Do YOU Know the Muffin Man? Imitation in Music Practice

Jimmy Fallon and Adam Levine of Maroon 5, spar in a hilarious (and impressive!) with musical impressions of Frank Sinatra (Head, Shoulders, Knees, and Toes), Bob Dylan (Rude), Michael Jackson (Sesame Street Theme Song), Iggy Azalea (Old MacDonald Had a Farm), and Eddie Vedder (The Muffin Man).

 

All serious musicians do it on the road to getting better.  We imitate our musical idols, and learn absolutely everything we can about them. In The Practice of Practice, jazz trumpeter Ingrid Jensen says you have to focus intensely so that you match perfectly. You “virtually match note-for-note: length of note, quality of note, everything.” At some point, as you absorb the other musician’s performance, your own sound will disappear into the music of the person you’re imitating. It’s a cool feeling.

But imitation isn’t the end game. When it’s your turn to do your thing, create your own material, whether it’s an improvisation, or a personal interpretation of a melody. Ingrid said, “I don’t want them to hear me play 18 bars from a Freddie Hubbard solo. They know how that goes! I remember hearing somebody do that once and I thought, wow, that is the opposite of jazz.”

Show us your voice. We know how those other cats sound…. Here’s Adam Levine’s true voice, in one of Maroon 5’s better-known songs:

 

 

There are some great tools out there for imitation. Here are two of the best:

Soundslice: Video Learning Goodness

Soundslice.com is a free website running software created by Chicago guitarist Adrian Holovaty. Soundslice allows any user to transcribe a YouTube video with its intuitive tools. The platform is geared towards guitarists, and it’s especially helpful for players who don’t read standard notation. Standard notation features are in the latest update. It works best on a desktop machine, in my experience. Soundslice is a game-changer of a program. Really.
You can use Soundslice to learn tunes that others have already transcribed (hundreds in many genres and more every day), or you can transcribe your own favorite. You can slow down a YouTube video by half, tap to enter measures, repeat sections, and enter fingerings. Transcriptions are shared, too, so we can all learn from each other’s work.

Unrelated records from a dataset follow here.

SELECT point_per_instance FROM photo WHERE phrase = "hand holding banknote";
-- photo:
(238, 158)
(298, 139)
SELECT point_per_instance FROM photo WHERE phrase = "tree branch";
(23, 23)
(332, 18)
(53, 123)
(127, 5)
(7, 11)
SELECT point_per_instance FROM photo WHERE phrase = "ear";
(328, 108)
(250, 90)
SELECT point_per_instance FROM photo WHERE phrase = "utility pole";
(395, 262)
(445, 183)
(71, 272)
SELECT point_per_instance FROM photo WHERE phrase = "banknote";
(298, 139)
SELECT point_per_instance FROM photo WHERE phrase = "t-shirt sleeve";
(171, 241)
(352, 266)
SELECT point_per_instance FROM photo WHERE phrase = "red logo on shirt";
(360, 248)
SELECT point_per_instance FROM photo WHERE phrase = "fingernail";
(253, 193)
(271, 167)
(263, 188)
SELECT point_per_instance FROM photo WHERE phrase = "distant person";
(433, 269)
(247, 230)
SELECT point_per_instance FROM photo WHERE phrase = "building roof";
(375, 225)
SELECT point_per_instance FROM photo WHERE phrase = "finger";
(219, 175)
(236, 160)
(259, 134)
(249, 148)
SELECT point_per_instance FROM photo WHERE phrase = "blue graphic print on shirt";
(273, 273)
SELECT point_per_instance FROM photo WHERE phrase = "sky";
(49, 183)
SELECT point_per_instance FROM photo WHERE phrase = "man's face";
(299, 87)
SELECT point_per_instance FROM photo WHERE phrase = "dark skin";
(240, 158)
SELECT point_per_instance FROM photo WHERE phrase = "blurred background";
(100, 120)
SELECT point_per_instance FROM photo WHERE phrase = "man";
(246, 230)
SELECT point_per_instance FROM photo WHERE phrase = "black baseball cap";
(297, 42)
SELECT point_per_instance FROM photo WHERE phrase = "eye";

Adrian Holovaty transcribed Bistro Fada, the theme song to Woody Allen’s award-winning (Oscar for best music) Midnight in Paris, a waltz written by Stephane Wrembel, one of many stellar musicians who I interviewed for The Practice of Practice (Wrembel also contributed to Woody Allen’s Vicky Christina Barcelona). Check out Bistro Fada on Soundslice to get a feel for how Soundslice works.

 

 

Audacity: Recording & Playback

Audacity is a powerful piece of free, open source software that allows you to manipulate audio in a number of ways. For learning music by ear, it’s great, because you can take a very small snippet of sound, loop it, and slow it down by as much as necessary. You can change the key, too, which is helpful if you need to put a tune into your vocal range, or if you need to learn a tune in another key. I’ve uploaded nine Audacity tutorials to YouTube to help teach you the most useful tools for imitation. It’s quite easy. Watch them here. Audacity is one of many free tools created from the open source movement. It’s available for any platform, totally free, with no embedded ads of any kind.